Avukatların savunmasından sonra iddia makamına söz verildi. İddia makamı, Fincancı’ya TMK’nin 7/2 maddesi uyarınca üst sınırdan hapis cezasıyla cezalandırılmasını ve tutukluluk halinin devamını talep etti.

 ‘CEZAEVİNDE KALMAM SORUN DEĞİL'

Talebin ardından avukatların talebi üzerine duruşmaya ara verildi. Aranın ardından tekrardan başlayan duruşmada söz alan Fincancı, esasa ilişkin savunma yapmayacağını söyledi. Cezaevi şartlarının zor olduğunu ancak kalmanın kendisi için bir sorun olmadığını ve insan hakları savunucuları için bulunmaz bir “nimet” olduğunu belirten Fincancı, “Cezaevlerinde bulunan mahpusların yaşadığı sorunların ve idari personelin de sorunlarını takip etmeye, gözlemlemeye ve yazmaya devam çalışıyorum. Çalışma alanı olarak görüyorum bu nedenle sorun değil” dedi. Tutukluluk halinin devamına gerekçe olarak kaçma şüphesinin gösterildiğini söyleyen Fincancı, bu durumu “aklın ötesi” olarak değerlendirdi. Katıldığı yayında yaptığı değerlendirmeler ardından siyasi parti liderlerine kadar birçok kişi tarafından hakarete maruz kaldığını ifade eden Fincancı, “Dünyanın neresi olursa olsun,  adli tıp uzmanı olarak çalışmaya devam edeceğim. Dersler vermeye ve çalışmaya devam edeceğim. Bu topraklarda yaşayan tüm halklara borcum var” diye kaydetti.
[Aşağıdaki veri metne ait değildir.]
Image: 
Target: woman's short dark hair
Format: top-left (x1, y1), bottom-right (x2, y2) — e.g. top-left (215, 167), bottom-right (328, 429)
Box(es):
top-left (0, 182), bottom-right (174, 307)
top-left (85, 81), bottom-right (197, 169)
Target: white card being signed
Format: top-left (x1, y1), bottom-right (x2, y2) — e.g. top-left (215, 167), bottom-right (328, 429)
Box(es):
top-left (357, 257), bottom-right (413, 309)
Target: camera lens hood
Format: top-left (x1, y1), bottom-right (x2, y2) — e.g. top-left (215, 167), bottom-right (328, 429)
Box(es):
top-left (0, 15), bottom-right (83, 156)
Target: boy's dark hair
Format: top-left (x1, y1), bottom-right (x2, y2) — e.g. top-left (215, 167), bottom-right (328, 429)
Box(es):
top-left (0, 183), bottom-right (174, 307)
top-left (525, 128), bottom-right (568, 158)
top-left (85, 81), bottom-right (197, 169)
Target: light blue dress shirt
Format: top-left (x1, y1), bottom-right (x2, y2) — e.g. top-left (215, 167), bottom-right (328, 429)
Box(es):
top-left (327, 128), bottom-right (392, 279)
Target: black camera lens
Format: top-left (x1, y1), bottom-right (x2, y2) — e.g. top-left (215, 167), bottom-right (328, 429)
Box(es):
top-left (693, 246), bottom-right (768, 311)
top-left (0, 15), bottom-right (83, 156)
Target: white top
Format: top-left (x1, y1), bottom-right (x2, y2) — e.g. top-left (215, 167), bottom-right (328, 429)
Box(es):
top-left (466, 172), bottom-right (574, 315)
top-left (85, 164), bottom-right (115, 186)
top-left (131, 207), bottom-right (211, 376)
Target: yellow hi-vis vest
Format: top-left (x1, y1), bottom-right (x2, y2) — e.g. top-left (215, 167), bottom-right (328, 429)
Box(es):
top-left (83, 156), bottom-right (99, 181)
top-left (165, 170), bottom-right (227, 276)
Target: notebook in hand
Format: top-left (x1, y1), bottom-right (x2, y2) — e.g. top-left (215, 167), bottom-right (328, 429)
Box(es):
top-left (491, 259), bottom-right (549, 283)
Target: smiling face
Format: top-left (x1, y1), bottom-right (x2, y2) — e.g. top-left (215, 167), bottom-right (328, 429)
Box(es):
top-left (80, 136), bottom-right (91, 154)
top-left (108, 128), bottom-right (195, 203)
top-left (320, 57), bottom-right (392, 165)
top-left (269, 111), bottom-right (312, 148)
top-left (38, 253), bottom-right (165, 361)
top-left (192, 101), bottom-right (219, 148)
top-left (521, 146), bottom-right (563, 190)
 Ceza talepli mütalaaya da dikkat çeken Fincancı, mütalaada TTB’nin devlet kurumu olarak gösterildiğini aktararak, TTB’nin bir devlet kurumu olmadığını ve bugüne kadar devletin verdiği hiçbir görevi yapmadığını vurguladı. Fincancı, “TTB, bir devlet organı değil, bir denetim organıdır. Devletin yanlışlarını ortaya serme organıdır” diyerek, tepkisini dile getirdi. Fincancı, son olarak Adli Tıp Uzmanlığı alanında çalışmalarına devam edeceğini söyledi.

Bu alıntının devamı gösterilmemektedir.